Opini
Berkat AS, Netanyahu dan Gallant Kebal Hukum?

Mahkamah Pidana Internasional (ICC) mencatatkan sejarah dengan mengeluarkan surat perintah penangkapan untuk Perdana Menteri Israel Benjamin Netanyahu dan mantan Menteri Keamanan Yoav Gallant. Mereka dituduh melakukan kejahatan perang dan kejahatan terhadap kemanusiaan, termasuk menggunakan kelaparan sebagai senjata perang terhadap penduduk sipil di Gaza. Namun, keputusan bersejarah ini justru memperlihatkan wajah suram dari hukum internasional: kekuatan politik dan militer masih menjadi tameng pelindung bagi pelaku kejahatan.
Amerika Serikat, yang kerap mengklaim diri sebagai penjaga demokrasi dan hak asasi manusia, menjadi pembela pertama Netanyahu dan Gallant. Senator John Thune bahkan menyerukan pengesahan legislasi yang akan memberikan sanksi kepada ICC jika pengadilan tersebut melanjutkan penuntutan terhadap pejabat Israel. Ancaman seperti ini bukanlah hal baru. Pada 2019, AS pernah menjatuhkan sanksi kepada ICC ketika pengadilan itu menyelidiki dugaan kejahatan perang oleh pasukan AS di Afghanistan. Visa pejabat ICC dicabut, aset mereka dibekukan, dan upaya penyelidikan akhirnya terhenti.

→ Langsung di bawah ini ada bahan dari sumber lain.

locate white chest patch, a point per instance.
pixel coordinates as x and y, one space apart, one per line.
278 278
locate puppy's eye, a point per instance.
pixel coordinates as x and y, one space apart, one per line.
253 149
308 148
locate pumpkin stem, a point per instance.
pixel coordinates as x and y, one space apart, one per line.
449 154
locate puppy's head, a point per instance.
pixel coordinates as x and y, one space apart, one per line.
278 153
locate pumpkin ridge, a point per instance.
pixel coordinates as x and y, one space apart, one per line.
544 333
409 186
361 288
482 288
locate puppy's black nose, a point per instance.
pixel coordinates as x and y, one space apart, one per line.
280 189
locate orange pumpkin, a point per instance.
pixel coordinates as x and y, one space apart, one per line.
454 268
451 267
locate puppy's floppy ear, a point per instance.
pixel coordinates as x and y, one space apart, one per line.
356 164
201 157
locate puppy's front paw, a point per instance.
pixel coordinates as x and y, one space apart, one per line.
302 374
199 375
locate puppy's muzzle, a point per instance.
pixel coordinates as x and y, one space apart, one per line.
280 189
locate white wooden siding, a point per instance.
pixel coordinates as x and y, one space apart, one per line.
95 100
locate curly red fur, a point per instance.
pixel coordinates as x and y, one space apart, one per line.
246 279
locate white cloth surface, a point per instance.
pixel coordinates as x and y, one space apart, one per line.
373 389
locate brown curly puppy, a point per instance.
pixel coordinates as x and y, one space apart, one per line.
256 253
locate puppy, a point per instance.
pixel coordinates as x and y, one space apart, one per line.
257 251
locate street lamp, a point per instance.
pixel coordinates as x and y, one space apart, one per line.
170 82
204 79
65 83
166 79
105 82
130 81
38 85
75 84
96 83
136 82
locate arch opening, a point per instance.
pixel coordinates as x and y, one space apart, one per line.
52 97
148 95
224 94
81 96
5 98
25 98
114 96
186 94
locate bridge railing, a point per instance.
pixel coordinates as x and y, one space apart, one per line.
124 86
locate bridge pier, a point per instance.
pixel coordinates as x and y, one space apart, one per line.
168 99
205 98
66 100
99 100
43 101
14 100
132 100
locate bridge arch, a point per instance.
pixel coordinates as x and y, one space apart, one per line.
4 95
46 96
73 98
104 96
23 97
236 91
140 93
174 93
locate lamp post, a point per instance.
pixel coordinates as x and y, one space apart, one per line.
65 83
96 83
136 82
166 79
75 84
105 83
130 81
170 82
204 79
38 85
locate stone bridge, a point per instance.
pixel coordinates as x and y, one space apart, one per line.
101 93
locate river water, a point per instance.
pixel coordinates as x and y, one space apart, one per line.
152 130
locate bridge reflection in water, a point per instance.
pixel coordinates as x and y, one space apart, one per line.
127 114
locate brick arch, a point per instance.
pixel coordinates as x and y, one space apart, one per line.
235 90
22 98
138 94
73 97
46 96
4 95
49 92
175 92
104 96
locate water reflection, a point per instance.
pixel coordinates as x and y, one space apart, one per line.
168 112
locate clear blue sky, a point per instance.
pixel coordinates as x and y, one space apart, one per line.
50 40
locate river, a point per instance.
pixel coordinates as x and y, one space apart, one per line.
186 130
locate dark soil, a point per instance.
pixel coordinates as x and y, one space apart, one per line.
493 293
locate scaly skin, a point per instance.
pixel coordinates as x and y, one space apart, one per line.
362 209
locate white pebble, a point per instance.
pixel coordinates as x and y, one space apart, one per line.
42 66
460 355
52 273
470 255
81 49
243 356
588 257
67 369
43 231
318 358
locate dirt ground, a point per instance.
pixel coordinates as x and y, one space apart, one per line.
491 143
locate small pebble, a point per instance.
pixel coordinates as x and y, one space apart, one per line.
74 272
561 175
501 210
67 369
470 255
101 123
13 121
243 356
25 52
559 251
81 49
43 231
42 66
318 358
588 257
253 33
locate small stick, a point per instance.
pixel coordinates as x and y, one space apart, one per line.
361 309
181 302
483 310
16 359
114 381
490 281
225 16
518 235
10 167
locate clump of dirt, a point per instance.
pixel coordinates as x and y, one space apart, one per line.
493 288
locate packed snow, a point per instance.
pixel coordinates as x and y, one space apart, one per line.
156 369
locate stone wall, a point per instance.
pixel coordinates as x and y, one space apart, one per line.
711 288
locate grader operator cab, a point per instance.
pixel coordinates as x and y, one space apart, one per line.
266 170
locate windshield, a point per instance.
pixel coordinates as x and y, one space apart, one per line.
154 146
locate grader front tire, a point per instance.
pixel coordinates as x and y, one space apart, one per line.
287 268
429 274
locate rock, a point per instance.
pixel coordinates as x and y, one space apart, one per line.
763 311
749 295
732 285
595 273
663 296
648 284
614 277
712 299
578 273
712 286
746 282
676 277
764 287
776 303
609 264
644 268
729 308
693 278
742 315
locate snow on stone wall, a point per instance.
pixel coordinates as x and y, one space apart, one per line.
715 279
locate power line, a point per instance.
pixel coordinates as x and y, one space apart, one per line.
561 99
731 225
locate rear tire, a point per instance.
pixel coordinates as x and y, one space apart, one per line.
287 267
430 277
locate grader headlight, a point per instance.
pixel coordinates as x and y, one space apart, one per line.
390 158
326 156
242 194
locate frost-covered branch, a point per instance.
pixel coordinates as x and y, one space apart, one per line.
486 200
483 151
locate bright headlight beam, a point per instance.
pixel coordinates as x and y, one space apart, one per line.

Kali ini, AS kembali menunjukkan bahwa mereka tidak segan-segan menggunakan kekuatan politik dan ekonominya untuk membungkam keadilan internasional. Netanyahu dan Gallant yang oleh ICC dianggap bertanggung jawab atas blokade yang menyebabkan penderitaan luar biasa bagi warga Gaza, tampaknya akan tetap bebas berkeliaran. Blokade ini telah menyebabkan 44.056 orang tewas sejak 7 Oktober 2023, sementara 104.268 lainnya terluka. Tidak ada yang lebih ironis daripada sebuah negara yang mencabut hak hidup dasar warganya kemudian dilindungi oleh negara yang mengklaim dirinya sebagai pengusung keadilan global.
Sikap AS ini mengirimkan pesan yang jelas: keadilan adalah barang mewah yang hanya tersedia untuk negara-negara kecil. Jika Anda memiliki kekuatan militer yang besar atau aliansi strategis dengan AS, maka hukum internasional tidak berlaku untuk Anda. Inilah yang menjadikan keputusan ICC kali ini sebagai cermin tajam yang memantulkan bobrok sistem internasional.
Jika situasi ini dibiarkan, implikasinya sangat berbahaya. Kepercayaan terhadap lembaga-lembaga internasional seperti ICC akan terus merosot, hingga pengadilan internasional tidak lebih dari simbol tanpa kekuatan nyata. Negara-negara kecil akan terus menjadi sasaran hukuman, sementara negara-negara besar dan sekutunya tetap kebal hukum. Lebih buruk lagi, pemimpin yang merasa tak tersentuh oleh hukum akan semakin berani melanggar hak asasi manusia, karena tahu mereka tidak akan pernah diadili.
Kondisi ini juga mengancam tatanan global yang selama ini berusaha dibangun di atas prinsip keadilan dan supremasi hukum. Ketika hukum internasional tunduk pada kepentingan politik segelintir negara, dunia hanya akan semakin mendekati era hukum rimba, di mana yang kuat berkuasa tanpa batasan. Ironisnya, ini dilakukan dengan dalih melindungi kepentingan nasional, meskipun pada kenyataannya, yang dipertahankan hanyalah impunitas untuk pelanggaran.
Keputusan ICC untuk mengeluarkan surat perintah penangkapan bagi Netanyahu dan Gallant memang langkah besar yang patut diapresiasi. Tetapi, jika dunia terus membiarkan kekuatan besar seperti AS menekan dan melemahkan pengadilan internasional, maka langkah ini hanya akan menjadi catatan sejarah tanpa dampak nyata. Dunia harus bersatu melawan impunitas, memperkuat pengadilan internasional, dan menolak campur tangan politik yang merusak tatanan hukum global.
Berkat AS, Netanyahu dan Gallant mungkin akan tetap kebal hukum. Tetapi jika ini dibiarkan berlanjut, dampaknya tidak hanya akan dirasakan oleh Gaza, tetapi oleh seluruh dunia yang terus kehilangan harapan pada keadilan sejati.